Rationale: Cough can be assessed with visual analog scales (VAS), health status measures, and 24-hour cough frequency monitors (CF(24)). Evidence for their measurement properties in acute cough caused by upper respiratory tract infection (URTI) and longitudinal data is limited.
Objectives: To assess cough longitudinally in URTI with subjective and objective outcome measures and determine sample size for future studies.
Methods: Thirty-three previously healthy subjects with URTI completed cough VAS, Leicester Cough Questionnaire (LCQ-acute), and CF(24) monitoring (Leicester Cough Monitor) on three occasions, 4 days apart. Changes in subjects' condition were assessed with a global rating of change questionnaire.

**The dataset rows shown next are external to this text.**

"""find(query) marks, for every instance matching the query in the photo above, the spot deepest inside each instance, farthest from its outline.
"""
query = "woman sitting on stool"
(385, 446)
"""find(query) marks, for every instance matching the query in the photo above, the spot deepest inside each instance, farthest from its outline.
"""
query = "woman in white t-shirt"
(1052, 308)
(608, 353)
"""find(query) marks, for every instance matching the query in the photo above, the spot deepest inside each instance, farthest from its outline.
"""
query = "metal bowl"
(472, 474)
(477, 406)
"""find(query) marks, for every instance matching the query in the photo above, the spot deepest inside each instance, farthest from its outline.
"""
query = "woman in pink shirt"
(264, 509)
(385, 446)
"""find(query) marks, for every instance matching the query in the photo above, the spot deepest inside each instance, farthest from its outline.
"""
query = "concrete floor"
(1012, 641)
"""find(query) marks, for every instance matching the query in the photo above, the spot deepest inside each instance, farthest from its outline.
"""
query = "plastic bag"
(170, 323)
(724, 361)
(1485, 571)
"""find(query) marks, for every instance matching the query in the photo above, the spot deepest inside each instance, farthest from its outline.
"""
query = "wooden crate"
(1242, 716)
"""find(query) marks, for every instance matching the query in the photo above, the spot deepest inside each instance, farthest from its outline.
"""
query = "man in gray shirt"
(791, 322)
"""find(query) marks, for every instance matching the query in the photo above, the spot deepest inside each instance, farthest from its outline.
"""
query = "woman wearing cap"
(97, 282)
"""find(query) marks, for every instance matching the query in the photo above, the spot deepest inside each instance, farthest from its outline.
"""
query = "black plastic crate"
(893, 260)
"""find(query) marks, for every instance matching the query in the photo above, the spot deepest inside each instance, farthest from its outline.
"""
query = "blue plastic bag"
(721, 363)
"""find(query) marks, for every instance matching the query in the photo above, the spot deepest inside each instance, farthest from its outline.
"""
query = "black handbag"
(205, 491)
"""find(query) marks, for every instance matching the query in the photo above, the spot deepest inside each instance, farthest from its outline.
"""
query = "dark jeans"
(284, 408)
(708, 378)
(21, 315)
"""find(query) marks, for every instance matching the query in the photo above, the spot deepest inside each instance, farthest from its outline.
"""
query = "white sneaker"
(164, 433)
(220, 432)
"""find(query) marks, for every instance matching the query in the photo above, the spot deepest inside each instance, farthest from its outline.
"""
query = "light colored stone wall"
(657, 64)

The potential for baseline first-hour cough frequency (CF(1)), VAS, and LCQ to identify low CF(24) was assessed.
Measurements and main results: Mean ± SD duration of cough at visit 1 was 4.1 ± 2.5 days. Geometric mean ± log SD baseline CF(24) and median (interquartile range) cough bouts were high (14.9 ± 0.4 coughs/h and 85 [39-195] bouts/24 h). Health status was severely impaired. There was a significant reduction in CF(24) and VAS, and improvement in LCQ, from visits 1-3. At visit 3, CF(24) remained above normal limits in 52% of subjects. The smallest changes in CF(24), LCQ, and VAS that subjects perceived important were 54%, 2- and 17-mm change from baseline, respectively. The sample sizes required for parallel group studies to detect these changes are 27, 51, and 25 subjects per group, respectively. CF(1) (<20.5 coughs/h) was predictive of low CF(24).
Conclusions: CF(24), VAS, and LCQ are responsive outcome tools for the assessment of acute cough. The smallest change in cough frequency perceived important by subjects is 54%. The sample sizes required for future studies are modest and achievable.